Same story, different year. While a majority of students at Notre Dame live on campus, many upperclassmen make the move to apartments or houses for their last years in South Bend.
For some, the transition is financially beneficial. According to the Office of Financial Aid, room and board for undergraduate students sits at around $10,870 for the 2010-11 academic year. Throw eight boys in a house on Notre Dame Ave. who are willing to live off Ramen and Easy Mac for months at a time — which constitutes a substantial cut in their cost of living.
For Domers in the 1980s, scrimping was feasible thanks to Hamburger Helper and mastering the technique of “Krogering,” according to “The Dome” of 1985. Apart from the choice of processed food and the name of the supermarket, 1985 sounds pretty similar to 2010.
In 1985, many students chose off campus living for “the benefit … of not having to be completely subservient to the stack of parietal rules and alcohol regulations” (“The Dome,” 1985), despite the fact that “du Lac” technically still applied to every member of the student body. Several students today can attest to the fact that this was their motivating factor for moving off, too. Or for the unfortunate ones, the quote represents their reason for losing dorm privileges.
Today and in the 1980s, still other students have completely random reasons for moving off campus.

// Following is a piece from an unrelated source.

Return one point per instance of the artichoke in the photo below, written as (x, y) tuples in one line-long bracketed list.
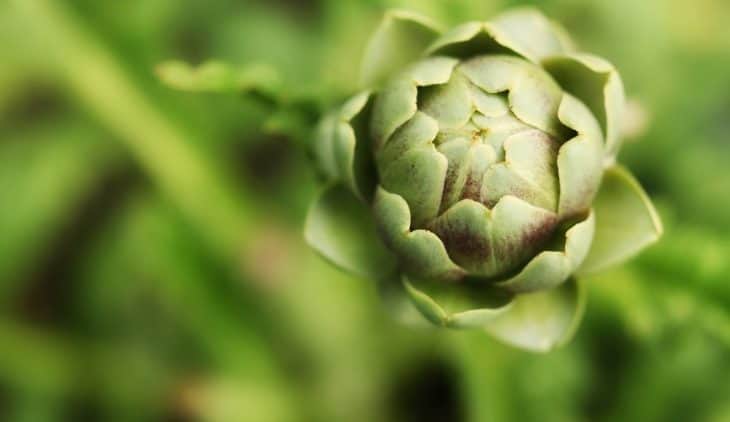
[(475, 177)]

John Marske of the Class of 1985 moved off campus to fulfill his fantasy of owning a waterbed.
Maybe they have a flair for interior decoration, and minuscule dorm rooms are not fulfilling their Pottery Barn dreams:
It looks like Jim Canty, Jerry Judd and Jack Seiler of “The Estate” on “ND Ave” in 1985 counted this mounted deer head on their wall as their additional roommate. A few weeks ago, I encountered a blow-up deer protruding from a wall in a Lafayette apartment that male inhabitants similarly adored. It was quite the modern spin on decorating with animal paraphernalia.
Terry Saliga of 1985 moved to Turtle Creek so she could install a “bar-like structure” in her living room.
Irish Row advertises tanning beds as part of their appeal as an off-campus option. That might be a deal breaker for some.
Whatever the reason, for some moving off campus is as desirable a thought today as it was in the 1980s. And with brand new apartments and houses popping up every year in South Bend, you can live in luxury before you even graduate from college.
The views expressed in this column are those of the author and not necessarily those of The Observer.